Tout en construisant pour l'éternité, les mégalitheurs ne pouvaient imaginer toutes les causes de dégradation, en dehors de celles pratiquées par des hommes, telles la mer par suite de la remontée du niveau, ou l'altération à long terme  de certaines roches dont les blocs leur paraissaient sains ; il y a quand même eu des malfaçons qui auraient pu être évitées.

Etant donné le taux de destruction, on n'a aucune chance de retrouver des restes des plus anciennes constructions mégalithiques, des "proto-dolmens" ou des premiers dolmens. Maîtriser l'utilisation de roches difficiles telles que le granite a certainement pris du temps, il faut penser à quelques générations avant les plus anciens monuments que nous arrivons à situer dans le temps.

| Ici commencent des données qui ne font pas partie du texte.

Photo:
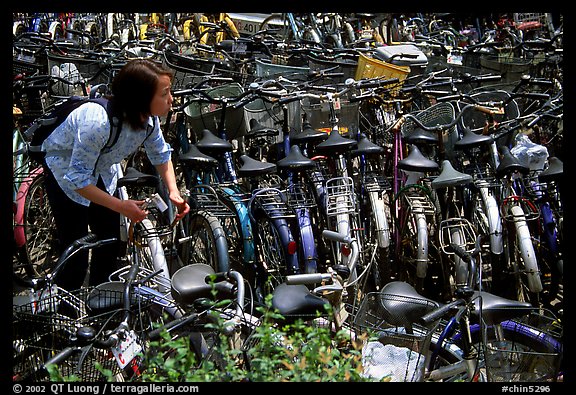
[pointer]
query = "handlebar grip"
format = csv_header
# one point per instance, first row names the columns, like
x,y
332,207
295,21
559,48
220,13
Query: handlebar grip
x,y
311,278
488,78
377,83
61,356
536,95
335,236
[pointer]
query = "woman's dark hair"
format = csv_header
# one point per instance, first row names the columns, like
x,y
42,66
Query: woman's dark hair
x,y
134,87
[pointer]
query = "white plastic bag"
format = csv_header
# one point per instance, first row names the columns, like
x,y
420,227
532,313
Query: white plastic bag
x,y
529,153
389,361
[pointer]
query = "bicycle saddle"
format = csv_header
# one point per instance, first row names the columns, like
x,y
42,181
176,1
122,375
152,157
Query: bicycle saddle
x,y
191,282
296,301
252,167
420,136
554,170
470,140
196,159
295,160
401,305
211,144
509,164
133,177
259,130
496,309
450,177
336,144
308,135
415,161
366,147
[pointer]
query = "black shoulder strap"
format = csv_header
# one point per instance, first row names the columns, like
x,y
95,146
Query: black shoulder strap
x,y
114,118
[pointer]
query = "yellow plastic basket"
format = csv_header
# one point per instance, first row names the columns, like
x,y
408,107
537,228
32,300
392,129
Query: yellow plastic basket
x,y
371,68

Si l'on considère les "lieux de traitement de certains morts", communément les dolmens à chambre et à couloir considérés comme "tombes" ou "sépultures collectives" des auteurs, on doit concevoir leurs diverses fonctions comme beaucoup plus variées et différenciées selon leurs parties ou leur entourage. D'abord, les "tombes" ostentatoires de nos propres cimetières sont beaucoup plus construites pour les vivants que pour les morts que l'on enterre dessous.

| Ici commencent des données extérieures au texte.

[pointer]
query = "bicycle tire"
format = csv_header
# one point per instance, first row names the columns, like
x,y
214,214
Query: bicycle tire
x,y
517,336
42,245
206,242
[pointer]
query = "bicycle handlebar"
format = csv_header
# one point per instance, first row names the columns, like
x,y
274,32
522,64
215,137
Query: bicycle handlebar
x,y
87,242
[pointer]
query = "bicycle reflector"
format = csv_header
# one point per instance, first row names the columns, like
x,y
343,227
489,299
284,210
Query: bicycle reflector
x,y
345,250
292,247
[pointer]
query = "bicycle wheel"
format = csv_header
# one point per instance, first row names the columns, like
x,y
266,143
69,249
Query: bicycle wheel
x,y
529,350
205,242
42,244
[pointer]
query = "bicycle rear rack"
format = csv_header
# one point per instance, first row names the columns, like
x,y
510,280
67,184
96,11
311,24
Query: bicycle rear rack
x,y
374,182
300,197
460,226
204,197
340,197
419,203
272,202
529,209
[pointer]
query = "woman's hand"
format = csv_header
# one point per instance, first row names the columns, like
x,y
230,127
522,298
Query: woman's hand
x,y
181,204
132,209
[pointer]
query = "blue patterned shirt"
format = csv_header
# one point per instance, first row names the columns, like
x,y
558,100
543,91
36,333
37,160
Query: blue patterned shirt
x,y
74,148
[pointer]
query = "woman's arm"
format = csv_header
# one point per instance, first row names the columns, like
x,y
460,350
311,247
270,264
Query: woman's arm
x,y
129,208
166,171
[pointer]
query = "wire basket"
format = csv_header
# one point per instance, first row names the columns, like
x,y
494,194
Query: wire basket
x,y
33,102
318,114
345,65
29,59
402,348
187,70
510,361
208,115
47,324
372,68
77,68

Ici, ce sont des dispositions architecturales durables, pour une série d'actes complexes associés soit à des funérailles, soit à des rituels compliqués, avant et après leur édification comme lors de toutes  leurs utilisations successives. Les données des pays calcaires, où les ossements se conservent bien, indiquent qu'on n'y mettait qu'une minorité de la population, autrement dit que les autres mortels étaient enterrés ou "traités" ailleurs. Dans certains  cas, on y trouve des squelettes en connexion anatomique (leur "position foetale" a souvent fait penser à la préparation à une re-naissance), dans d'autres des stockages plus ou moins compartimentés, avec des indications que la soi-disant "maison des  ancêtres" servait de reliquaire pour y prendre des os pour des cérémonies, par exemple, et que s'ils étaient remis, ce n'était pas toujours auprès des restes  du même squelette dans le même compartiment. Comment étaient choisis les individus : pas forcément des privilégiés (d'ailleurs il y a hommes, femmes, enfants), ce peut être  tout autant des "boucs émissaires" mis à l'écart sinon "sacrifiés" post mortem pour  un curieux périple. Les objets des soi-disant "mobiliers funéraires" font penser à la même éventualité ; on a souvent parlé de "bris rituel". C'est l'occasion de rappeler les Lois de Manu (Manavadharmasastra ou Manu Smriti) concernant les Intouchables, code de textes qui datent de vers le début de notre ère jusqu'au second siècle A.D. :  "ils ne peuvent pas avoir de vases entiers" X, 51 ;  "qu'ils  aient  ... pour plats des pots brisés" X, 52 ; "que la nourriture qu'ils reçoivent  des autres ne leur soit donnée que dans des tessons" X, 54. Gardons-nous cependant de transposer des parallèles ethnographiques. Mais ces "tessons" nous rappellent bien des choses !

Dans et autour d'un cairn ou d'un tumulus, il y a des indications de spécialisation des espaces ou des zones, qu'ils soient extérieurs (les "parvis" où manifestement  il y avait des cérémonies et des dépôts d'objets en des points précis), comme à l'intérieur  entre les chambres, les couloirs qui donnent lieu à des condamnations d'accès, de même que les façades peuvent également se voir condamnées par des apports massifs.  Dans un grand cairn à plusieurs tombes juxtaposées, souvent de types différents les uns des autres, ce ne sont pas forcément des "tombes de familles" (ou de "clans") différentes, il pourrait y avoir des spécialisations de fonctions.

 

Cette conférence a illustré sur des cas concrets présentés en diapositives, la plupart de ces considérations, et d'autres, montrant la complexité du mégalithisme.